Very much at loose ends, Captain Wentworth accepts an invitation to join his sister, Sophia and her husband at Kellynch Hall -- the very place where he had tried to win Anne Eliot. Now it seems that the proud family has fallen on hard times, and Wentworth thinks that Anne has gone on to marry someone of her own class and station. Despite being wracked by memories of her, seemingly everywhere he turns, Wentworth gets down to the serious business of considering his future, and one that just might include marriage. There are several young ladies of good breeding for him to consider, especially the various Musgrove girls. But in being so close to the Musgroves and Kellynch Hall, he also starts to discover that he might have been mistaken about everything -- a doubt that gains strength when he meets Anne again...
This has turned out to be one of the most enjoyable novels that I've read this year.

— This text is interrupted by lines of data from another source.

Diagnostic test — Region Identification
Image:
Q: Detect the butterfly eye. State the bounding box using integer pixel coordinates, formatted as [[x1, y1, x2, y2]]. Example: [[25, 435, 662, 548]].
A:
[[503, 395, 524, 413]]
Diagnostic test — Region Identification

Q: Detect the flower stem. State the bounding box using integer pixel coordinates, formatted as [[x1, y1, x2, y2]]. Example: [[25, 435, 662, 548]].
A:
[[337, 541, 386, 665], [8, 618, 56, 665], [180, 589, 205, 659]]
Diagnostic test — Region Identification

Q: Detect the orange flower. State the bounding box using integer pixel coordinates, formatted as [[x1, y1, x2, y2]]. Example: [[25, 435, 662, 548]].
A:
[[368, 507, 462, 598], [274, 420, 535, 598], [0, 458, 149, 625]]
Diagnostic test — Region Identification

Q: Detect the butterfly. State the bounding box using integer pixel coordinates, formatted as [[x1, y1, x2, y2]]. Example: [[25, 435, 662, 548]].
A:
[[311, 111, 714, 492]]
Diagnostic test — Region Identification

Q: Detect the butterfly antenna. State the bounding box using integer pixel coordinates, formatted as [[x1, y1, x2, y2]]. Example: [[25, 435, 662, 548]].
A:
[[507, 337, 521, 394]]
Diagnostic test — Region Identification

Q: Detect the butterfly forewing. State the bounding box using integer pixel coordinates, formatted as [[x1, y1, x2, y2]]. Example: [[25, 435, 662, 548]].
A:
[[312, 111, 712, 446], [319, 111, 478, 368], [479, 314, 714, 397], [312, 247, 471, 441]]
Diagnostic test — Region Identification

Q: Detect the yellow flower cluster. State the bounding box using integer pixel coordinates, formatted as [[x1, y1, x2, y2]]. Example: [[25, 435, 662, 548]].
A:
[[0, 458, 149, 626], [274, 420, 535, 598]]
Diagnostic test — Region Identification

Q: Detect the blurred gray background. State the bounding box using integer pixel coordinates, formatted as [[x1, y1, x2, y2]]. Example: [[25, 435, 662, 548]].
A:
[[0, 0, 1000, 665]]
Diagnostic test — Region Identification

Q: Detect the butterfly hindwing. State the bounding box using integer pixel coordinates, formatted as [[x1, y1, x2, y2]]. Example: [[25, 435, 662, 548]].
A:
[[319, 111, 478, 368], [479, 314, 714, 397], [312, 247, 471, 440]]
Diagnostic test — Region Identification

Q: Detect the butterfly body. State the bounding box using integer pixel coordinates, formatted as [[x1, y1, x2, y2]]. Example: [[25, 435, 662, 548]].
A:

Susan Kaye has done a considerable amount of research for this, for along with building a reasonable past and back story for Wentworth, she also has managed to bring vivid pictures of the naval life, as well as daily living among England's well-to-do families. The dialogue, while partially lifted from Austen, still manages to sound right for the times, without the oh-so-common slippage into modern slang that most authors make the mistake of. The narrative does drag in spots, but in a way, that's part of the charm of this story -- we get the feeling that time is passing, that these two wary souls are rediscovering each other, and that there might be the possibility of a future together.
Persuasion is my personal favourite of Jane Austen's novels, and Susan Kaye has done a wonderful job of recreating the story in a new light. It's clear that she has a great deal of respect for Austen's work, and she's smart enough not to let the temptation of 'updating' the story to come through. Many of the secondary characters get to tell a bit more of their own story, and even though Wentworth's ruminations do get a bit too long in spots, they also help to make him a more human person -- we can certainly sympathize with his mistakes, and his own quiet determination to make things right.
No, this is not Austen, and frankly, it's not that close to Austen. But it is a very satisfying read, and Kaye tries to stay within the times and more importantly, the thinking of the period. The novel does end on a cliffhanger ending, and will be continued in the next book of this two part series, For You Alone, due to be published in 2008.
Four and half stars, rounded up to five. Highly recommended.